Я согласна! Согласна. Мой хвост вспоминает давно позабытые движения: влево-вправо, вправо-влево!
Меня наряжают в амуницию, и мы выходим за ворота. Идем по аллее. Мимо проносится велосипедист, звякает звонок. Я приседаю – не ожидала.
— Маша, не бойся.
Голос у моей девушки добрый, рука теплая и ласковая. Она проходится по моей спине. И какая-то позабытая радость ворочается в душе. Мы идем дальше.
Вот и парк, почти лес. Я рада. Приплясываю на поводке. Хвост уже совсем освоился с внезапным счастьем: гуляет туда-сюда.
— Ну вот, Машенька, здесь мы с тобой и остановимся. Народу нет, никому мы не помешаем. Ой, а я же тебе и не представилась. Меня Вера зовут, — говорит девушка.
Я удивленно смотрю на нее:
«Вера? Не может быть! Вторая прекрасная Вера в моей жизни?»
*****
Для меня все изменилось: приют, время, мысли. Я просыпаюсь теперь и думаю:
«А в моем приюте вовсе не плохо. И дни бегут! Спешат цветные и радостные».
Я жду Веру. И она приходит ко мне. Часто, почти каждый день. Мы гуляем, играем, разговариваем. Вернее, она говорит, а я слушаю, внемлю.
А сегодня она сказала такое, что я даже остановилась, замерла, боясь поверить:
— Мария, ты нынче последний день в приюте. Попрощайся со всеми. Завтра пойдешь домой. Мы теперь с тобой будем всегда вместе.

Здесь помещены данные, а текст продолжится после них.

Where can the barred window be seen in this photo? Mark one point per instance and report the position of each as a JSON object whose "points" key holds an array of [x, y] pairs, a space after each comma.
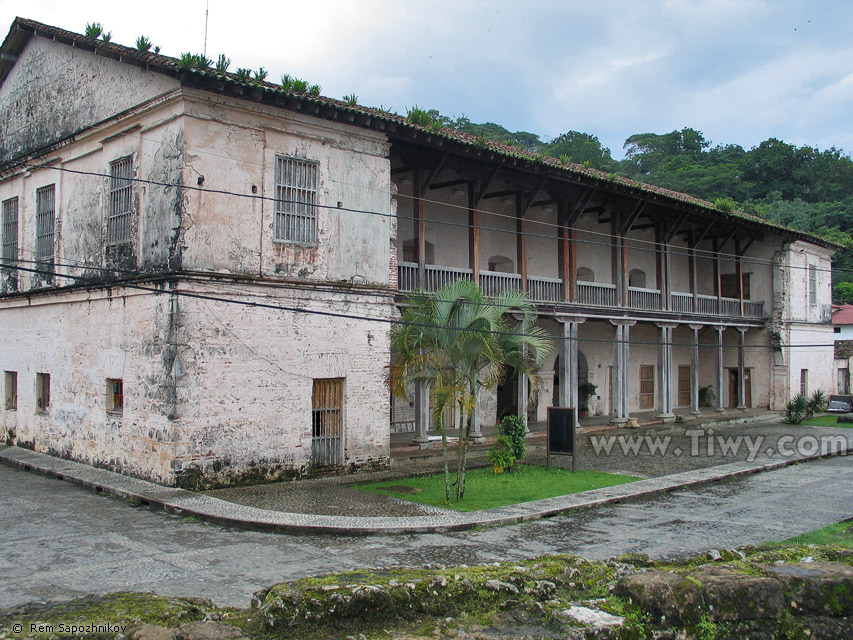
{"points": [[10, 240], [120, 215], [296, 200], [45, 225], [812, 285]]}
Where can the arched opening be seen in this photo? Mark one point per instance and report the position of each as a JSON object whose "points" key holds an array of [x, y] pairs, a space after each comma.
{"points": [[637, 278], [585, 275], [410, 251], [501, 264], [583, 379]]}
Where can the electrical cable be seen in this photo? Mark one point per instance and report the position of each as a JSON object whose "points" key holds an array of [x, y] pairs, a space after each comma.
{"points": [[699, 254], [390, 321]]}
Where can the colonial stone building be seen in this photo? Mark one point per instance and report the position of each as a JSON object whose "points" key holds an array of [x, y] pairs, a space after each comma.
{"points": [[200, 272]]}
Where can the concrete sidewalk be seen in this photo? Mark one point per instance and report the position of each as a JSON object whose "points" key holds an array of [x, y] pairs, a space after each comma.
{"points": [[217, 510]]}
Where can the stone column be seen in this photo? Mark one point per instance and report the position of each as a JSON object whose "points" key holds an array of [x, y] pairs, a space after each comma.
{"points": [[569, 361], [694, 371], [476, 433], [620, 371], [422, 421], [523, 395], [665, 366], [720, 408], [741, 370]]}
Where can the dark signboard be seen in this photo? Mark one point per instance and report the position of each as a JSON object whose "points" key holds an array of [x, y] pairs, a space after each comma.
{"points": [[561, 433]]}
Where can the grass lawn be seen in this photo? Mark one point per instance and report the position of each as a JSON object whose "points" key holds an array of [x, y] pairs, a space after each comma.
{"points": [[830, 420], [485, 489], [840, 533]]}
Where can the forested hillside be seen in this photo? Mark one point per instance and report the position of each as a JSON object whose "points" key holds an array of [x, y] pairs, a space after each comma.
{"points": [[800, 187]]}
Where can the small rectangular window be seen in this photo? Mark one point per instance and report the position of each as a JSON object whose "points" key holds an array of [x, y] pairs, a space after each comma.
{"points": [[115, 395], [42, 392], [11, 380], [295, 200], [45, 231], [812, 285], [120, 215], [10, 243]]}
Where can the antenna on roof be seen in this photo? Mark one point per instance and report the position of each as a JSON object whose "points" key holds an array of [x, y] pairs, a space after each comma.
{"points": [[206, 11]]}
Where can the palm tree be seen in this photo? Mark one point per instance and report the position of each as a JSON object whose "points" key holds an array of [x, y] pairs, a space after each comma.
{"points": [[458, 341]]}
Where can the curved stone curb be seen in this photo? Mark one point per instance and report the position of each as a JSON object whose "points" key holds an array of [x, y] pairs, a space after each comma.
{"points": [[215, 510]]}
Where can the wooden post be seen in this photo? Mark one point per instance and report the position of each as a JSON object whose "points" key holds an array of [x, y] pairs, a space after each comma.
{"points": [[521, 241], [473, 236], [420, 227], [563, 248]]}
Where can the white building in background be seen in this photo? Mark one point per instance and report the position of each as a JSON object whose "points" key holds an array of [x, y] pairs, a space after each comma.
{"points": [[200, 272]]}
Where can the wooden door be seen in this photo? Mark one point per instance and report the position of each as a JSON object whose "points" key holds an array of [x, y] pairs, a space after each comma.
{"points": [[647, 386], [683, 386]]}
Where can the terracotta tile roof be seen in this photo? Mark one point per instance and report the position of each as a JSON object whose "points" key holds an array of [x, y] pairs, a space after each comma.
{"points": [[23, 28], [842, 314]]}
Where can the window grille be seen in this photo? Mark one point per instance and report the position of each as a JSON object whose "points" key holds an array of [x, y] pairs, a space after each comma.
{"points": [[812, 285], [42, 392], [296, 201], [120, 216], [115, 395], [327, 404], [11, 390], [10, 241], [45, 224]]}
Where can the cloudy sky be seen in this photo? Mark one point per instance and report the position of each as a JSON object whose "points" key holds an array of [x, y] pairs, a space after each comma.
{"points": [[741, 71]]}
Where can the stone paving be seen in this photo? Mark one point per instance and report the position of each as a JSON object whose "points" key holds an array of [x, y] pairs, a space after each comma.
{"points": [[685, 449], [60, 541]]}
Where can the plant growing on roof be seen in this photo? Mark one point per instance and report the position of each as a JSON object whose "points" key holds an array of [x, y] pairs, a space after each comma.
{"points": [[194, 61], [418, 116], [726, 205], [222, 63], [96, 30], [457, 342]]}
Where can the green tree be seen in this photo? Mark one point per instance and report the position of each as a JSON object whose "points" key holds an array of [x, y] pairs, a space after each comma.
{"points": [[842, 293], [457, 341], [581, 148]]}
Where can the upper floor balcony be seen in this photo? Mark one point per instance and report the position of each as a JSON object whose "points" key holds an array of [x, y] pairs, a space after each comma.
{"points": [[589, 294]]}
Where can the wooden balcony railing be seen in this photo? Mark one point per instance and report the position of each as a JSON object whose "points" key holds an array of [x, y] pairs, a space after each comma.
{"points": [[596, 294], [645, 299], [545, 289], [494, 282]]}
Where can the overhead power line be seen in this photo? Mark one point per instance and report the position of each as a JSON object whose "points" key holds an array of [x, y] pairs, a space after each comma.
{"points": [[387, 321], [699, 254]]}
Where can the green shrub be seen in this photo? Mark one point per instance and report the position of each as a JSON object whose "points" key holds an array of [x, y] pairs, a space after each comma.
{"points": [[501, 456], [515, 431]]}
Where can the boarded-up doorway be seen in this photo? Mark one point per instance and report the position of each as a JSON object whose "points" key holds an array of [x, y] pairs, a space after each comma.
{"points": [[327, 411]]}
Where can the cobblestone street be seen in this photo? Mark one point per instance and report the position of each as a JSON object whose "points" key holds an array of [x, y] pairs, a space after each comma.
{"points": [[61, 541]]}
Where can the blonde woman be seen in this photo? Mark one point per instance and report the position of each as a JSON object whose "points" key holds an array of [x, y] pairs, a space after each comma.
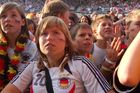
{"points": [[58, 70]]}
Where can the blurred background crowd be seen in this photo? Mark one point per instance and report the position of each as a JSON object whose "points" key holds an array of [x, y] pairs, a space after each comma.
{"points": [[83, 6]]}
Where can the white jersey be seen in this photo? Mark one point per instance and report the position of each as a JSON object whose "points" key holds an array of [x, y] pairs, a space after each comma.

Я наконец отмираю и лаю. Счастливо, заливисто. Если бы я умела говорить, то я бы закричала: «Я готова! Хоть сейчас готова!»
Впрочем, Вера понимает меня без слов.
— Потерпи, Мария, — строго говорит она. — Завтра будешь дома. Я тебя с мамой познакомлю. Она очень ждет. Нет, правда, ждет. Сначала сомневалась, а сегодня лежанку тебе купила и две миски.
Она не выдерживает серьезный тон: улыбается, обнимает меня. А я готова плясать от восторга. Я встретила свою вторую Веру. Я счастлива. Я подожду до завтра.